You don't. You just need to keep diligent about checking any areas you have seen activity in the past. Even if you did get them all, this is the time of year more of their family will try to move in. 
We live in a rural area and this is an ongoing battle for us.


----------



## PAbugman (Jun 29, 2010)

Always keep some snap traps set with fresh bait to catch them as they get in, if they do continue getting in. Another option is to buy multi-catch live traps for mice-more user friendly and can be left go longer without checking, in the event that your attic is hard to get into. Look for the Tin-Cat brand-they make wind-up traps but I don’t like them-they also make a passive non-mechanical trap that employs a ramp and counter balance way of trapping. The mechanical ones break to easily.


----------



## sooz19 (Oct 17, 2011)

We definitely plan on keeping traps set year round now...and are checking them every other day or so (unless we think we hear something at night - which usually turns out to be rain or something outside). So far nothing new has been caught and there don't appear to be any new holes/entry points.

I just hate the thought that there could possibly be a few stubborn ones that are avoiding our traps and still hanging out up there.


----------



## liquidvw (Jun 8, 2009)

The 5 gallon bucket mouse trap works good. If you attic gets below freezing use RV anti freeze instead of water. 

http://www.youtube.com/watch?v=jezQKOl5q-w


----------



## autx790 (Aug 30, 2009)

you gotta eliminate the entry points. Even if you kill them all, more will come back. I had a bad rat problem when i moved into my house. I put up 1/4" hardware cloth all along the openings to my crawlspace and they were gone after that.
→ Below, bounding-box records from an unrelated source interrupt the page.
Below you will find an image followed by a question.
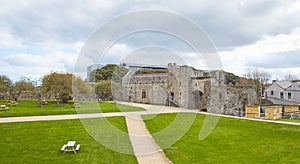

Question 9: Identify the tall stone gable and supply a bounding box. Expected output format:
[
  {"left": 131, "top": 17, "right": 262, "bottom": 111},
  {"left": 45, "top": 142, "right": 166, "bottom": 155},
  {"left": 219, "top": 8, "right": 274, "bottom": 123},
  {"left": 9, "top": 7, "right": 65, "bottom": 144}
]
[{"left": 115, "top": 63, "right": 255, "bottom": 114}]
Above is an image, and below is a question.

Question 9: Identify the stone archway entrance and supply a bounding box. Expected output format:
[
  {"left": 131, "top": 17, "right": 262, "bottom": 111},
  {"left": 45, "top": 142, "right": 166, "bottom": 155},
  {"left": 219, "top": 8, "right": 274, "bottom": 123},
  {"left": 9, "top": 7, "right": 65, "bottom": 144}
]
[{"left": 192, "top": 90, "right": 203, "bottom": 109}]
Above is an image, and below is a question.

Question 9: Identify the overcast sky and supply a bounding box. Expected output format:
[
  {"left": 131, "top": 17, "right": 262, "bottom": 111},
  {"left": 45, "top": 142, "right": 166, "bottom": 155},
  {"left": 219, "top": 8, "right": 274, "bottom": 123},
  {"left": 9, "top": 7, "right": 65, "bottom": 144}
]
[{"left": 0, "top": 0, "right": 300, "bottom": 80}]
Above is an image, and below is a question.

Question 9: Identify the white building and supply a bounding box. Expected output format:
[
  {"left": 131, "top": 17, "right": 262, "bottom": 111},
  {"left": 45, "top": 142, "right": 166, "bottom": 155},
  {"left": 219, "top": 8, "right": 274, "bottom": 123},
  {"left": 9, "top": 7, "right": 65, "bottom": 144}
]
[{"left": 265, "top": 81, "right": 300, "bottom": 105}]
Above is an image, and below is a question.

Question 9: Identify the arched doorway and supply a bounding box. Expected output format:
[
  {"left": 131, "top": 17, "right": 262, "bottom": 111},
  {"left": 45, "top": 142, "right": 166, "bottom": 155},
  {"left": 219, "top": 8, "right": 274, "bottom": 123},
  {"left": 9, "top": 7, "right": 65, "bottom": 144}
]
[{"left": 192, "top": 90, "right": 203, "bottom": 109}]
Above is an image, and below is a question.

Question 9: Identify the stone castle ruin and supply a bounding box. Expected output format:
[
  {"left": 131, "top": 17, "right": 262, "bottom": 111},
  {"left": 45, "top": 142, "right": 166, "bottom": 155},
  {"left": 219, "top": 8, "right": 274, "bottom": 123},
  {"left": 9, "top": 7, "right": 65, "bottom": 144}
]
[{"left": 114, "top": 63, "right": 257, "bottom": 114}]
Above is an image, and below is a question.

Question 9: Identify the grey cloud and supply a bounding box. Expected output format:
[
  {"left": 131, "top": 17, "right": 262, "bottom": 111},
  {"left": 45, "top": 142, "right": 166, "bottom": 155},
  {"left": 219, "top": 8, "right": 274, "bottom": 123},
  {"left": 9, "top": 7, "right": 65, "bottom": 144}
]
[{"left": 246, "top": 49, "right": 300, "bottom": 69}]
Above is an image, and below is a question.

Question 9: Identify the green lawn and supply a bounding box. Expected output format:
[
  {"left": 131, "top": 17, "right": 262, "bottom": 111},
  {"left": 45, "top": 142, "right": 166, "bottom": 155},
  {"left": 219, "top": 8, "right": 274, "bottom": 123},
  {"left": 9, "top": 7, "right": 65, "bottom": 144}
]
[
  {"left": 0, "top": 100, "right": 144, "bottom": 117},
  {"left": 0, "top": 117, "right": 137, "bottom": 164},
  {"left": 143, "top": 114, "right": 300, "bottom": 164}
]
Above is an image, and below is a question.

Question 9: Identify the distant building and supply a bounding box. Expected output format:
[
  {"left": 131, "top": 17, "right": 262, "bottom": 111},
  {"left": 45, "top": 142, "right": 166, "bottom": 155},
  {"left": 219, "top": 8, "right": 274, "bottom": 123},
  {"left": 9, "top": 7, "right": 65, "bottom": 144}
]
[
  {"left": 86, "top": 64, "right": 104, "bottom": 81},
  {"left": 265, "top": 81, "right": 300, "bottom": 105},
  {"left": 113, "top": 63, "right": 257, "bottom": 114}
]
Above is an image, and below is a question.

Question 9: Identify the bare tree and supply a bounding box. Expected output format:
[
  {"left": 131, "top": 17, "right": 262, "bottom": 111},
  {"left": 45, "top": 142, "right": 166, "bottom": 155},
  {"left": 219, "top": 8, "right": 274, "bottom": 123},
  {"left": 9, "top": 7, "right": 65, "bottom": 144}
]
[{"left": 284, "top": 74, "right": 299, "bottom": 81}]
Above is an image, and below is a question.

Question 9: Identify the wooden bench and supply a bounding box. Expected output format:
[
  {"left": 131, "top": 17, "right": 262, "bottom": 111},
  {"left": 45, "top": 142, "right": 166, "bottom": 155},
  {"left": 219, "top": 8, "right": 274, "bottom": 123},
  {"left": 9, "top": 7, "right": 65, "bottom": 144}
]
[
  {"left": 60, "top": 144, "right": 80, "bottom": 154},
  {"left": 75, "top": 144, "right": 80, "bottom": 151},
  {"left": 8, "top": 101, "right": 18, "bottom": 106},
  {"left": 60, "top": 145, "right": 67, "bottom": 151},
  {"left": 42, "top": 100, "right": 48, "bottom": 105},
  {"left": 0, "top": 105, "right": 9, "bottom": 111}
]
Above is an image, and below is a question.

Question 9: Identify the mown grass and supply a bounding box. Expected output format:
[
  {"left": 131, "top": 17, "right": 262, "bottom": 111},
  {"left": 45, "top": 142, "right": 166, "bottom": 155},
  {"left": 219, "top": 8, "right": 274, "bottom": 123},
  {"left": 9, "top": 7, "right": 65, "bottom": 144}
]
[
  {"left": 0, "top": 117, "right": 137, "bottom": 164},
  {"left": 0, "top": 100, "right": 144, "bottom": 117},
  {"left": 143, "top": 114, "right": 300, "bottom": 164}
]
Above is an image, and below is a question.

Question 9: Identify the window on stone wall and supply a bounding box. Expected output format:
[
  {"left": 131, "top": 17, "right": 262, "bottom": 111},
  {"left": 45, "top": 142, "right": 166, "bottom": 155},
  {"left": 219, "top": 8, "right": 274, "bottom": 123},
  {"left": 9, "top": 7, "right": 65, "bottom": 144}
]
[
  {"left": 142, "top": 89, "right": 146, "bottom": 99},
  {"left": 280, "top": 92, "right": 284, "bottom": 99}
]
I think i left it open durning the day for any to get out and then closed it by evening. I know they go out for food at night. I dont think rats like to scale buildings so if you seal up near the ground, trim back bushes, etc, you'll probably get rid of the problem. Squirrels do like to scale buildings and if there are openings up top, they could start coming in. I had that problem to fix after the rats. Tried the electronic noise box that the guy at HD assured me would work. It did nothing but freak them out and make them huddle in a ball in the corner.  Even though the entry hole was right next to them. I returned it.


----------



## sooz19 (Oct 17, 2011)

That was the first thing we did after finding out we had them in the house (seal everything up that is). We do checks every couple of days to make sure there are no new holes and everythign is still secure.

But almost another 10 days with seemingly no activity - traps are all still set and baited (peanut butter still there), no noises at night and no new droppings from what we can tell but this is a challenge to determine for sure in the attic as we are still cleaning out all the old insulation.


----------



## sooz19 (Oct 17, 2011)

Well, our exterminator came again on Friday...and proceeded to find one mouse in a sticky trap in the basement. So, he and my husband walked through the unfinished portion again and found a few more airways to plug to be on the safe side (which was done a few short hours later). From what he said though, he thinks that this most recent one was just that...one. He didn't see signs of any more. 

And we just finished sterlizing the attic...all the mouse urine and feces have been removed along with bags and bags of yucky insulation. So now it will be really easy to tell if there is any new activity up there or not.

Here's hoping that they have learned that they are not welcome at our house.


----------



## ChrisDIY (Feb 1, 2010)

Will be making a 5 gallon bucket trap tomorrow.


----------



## Snav (Aug 20, 2009)

Yeah- I'll do the 5-gall trap, too . . . I've just lived with them for years b/c my husband doesn't want to poison the mice (fearing the cat will eat them and fall ill) and glue-traps et al just don't work for *all* of them.


----------